Subject Re: [Firebird-Architect] Re: Full Text Search
Author Jim Starkey
Lester Caine wrote:

>They are just filters - and I'll ask again - could they be handled as
>BLOB filters or do we need something else. The first step is obviously
>taking the data and identifying indexable 'character entities' - coming
>up with at least an outline of where we are heading will mean I can
>start switching the hard coded stuff in line with it ;)
>
>
It could be done with filters, but the overhead of a Word or PDF filter
makes this very undesirable. I've found that maintaining the original
binary format document (Word, PDF, etc.) separately from the
"searchable" textual representation to be a good balance. It is almost
always necessary to retain the original for download and revision. It
also is very poor practice to mix textual and binary stuff in the same
blob column. The the actual indexing, Netfrastructure uses built in
filters for text, *ml (first non-white character is a .<.), and
differences between two versions during update operations.
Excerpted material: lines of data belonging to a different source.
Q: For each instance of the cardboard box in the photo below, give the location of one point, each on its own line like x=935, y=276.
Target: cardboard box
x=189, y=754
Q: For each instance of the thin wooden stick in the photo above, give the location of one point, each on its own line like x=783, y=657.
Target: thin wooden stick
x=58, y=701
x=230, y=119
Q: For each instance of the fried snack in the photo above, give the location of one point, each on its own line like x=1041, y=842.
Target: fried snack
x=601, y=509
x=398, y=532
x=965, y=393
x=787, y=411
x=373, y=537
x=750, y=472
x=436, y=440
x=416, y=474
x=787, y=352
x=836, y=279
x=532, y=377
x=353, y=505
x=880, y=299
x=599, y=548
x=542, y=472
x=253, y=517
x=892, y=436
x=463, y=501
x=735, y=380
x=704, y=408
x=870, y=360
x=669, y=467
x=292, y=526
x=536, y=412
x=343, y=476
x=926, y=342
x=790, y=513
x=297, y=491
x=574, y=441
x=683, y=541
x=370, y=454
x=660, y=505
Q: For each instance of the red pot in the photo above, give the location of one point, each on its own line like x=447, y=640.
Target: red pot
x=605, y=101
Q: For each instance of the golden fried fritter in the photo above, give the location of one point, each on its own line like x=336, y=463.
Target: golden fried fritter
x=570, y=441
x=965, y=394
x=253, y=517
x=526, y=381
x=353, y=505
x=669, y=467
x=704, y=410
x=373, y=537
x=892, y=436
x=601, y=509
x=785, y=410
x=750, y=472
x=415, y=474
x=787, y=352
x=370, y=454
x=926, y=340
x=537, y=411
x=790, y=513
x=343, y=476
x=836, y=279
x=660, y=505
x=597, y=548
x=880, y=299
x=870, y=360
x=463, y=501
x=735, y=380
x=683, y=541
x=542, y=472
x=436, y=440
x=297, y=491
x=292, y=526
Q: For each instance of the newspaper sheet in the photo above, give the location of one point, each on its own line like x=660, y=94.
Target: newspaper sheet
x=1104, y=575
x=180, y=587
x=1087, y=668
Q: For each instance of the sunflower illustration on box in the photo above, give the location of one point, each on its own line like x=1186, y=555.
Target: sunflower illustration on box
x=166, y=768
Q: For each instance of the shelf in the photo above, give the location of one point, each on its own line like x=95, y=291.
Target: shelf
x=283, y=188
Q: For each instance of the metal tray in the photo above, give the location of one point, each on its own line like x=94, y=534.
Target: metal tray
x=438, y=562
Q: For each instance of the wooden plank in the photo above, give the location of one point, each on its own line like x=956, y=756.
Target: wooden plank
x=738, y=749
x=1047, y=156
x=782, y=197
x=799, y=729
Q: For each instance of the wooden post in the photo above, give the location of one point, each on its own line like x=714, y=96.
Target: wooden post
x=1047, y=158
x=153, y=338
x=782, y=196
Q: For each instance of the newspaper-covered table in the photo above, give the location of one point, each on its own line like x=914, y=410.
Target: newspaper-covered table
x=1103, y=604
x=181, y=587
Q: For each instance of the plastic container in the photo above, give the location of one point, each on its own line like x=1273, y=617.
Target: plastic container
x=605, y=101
You're unlikely to find a PDF filter, however. I've surveyed most of
the open source world looking for a decent one. There are a few, but
they don't work very well. I have one is that better than most, but it
still isn't very good. Even St. Google makes a hash out of most PDFs.
The problem is that the text doesn't exist in a PDF document, just
streams of postscript commands. To turn the gook into linear text, you
need to handle all of postscript down to the sizing of glyphs for
individual characters in every font. There is no alternative but to
emulate a laser print, generate a page image, then reassemble the text
based on x and y coordinates. It's hard, very hard. I'd much rather
argue with Nickolay about memory pools.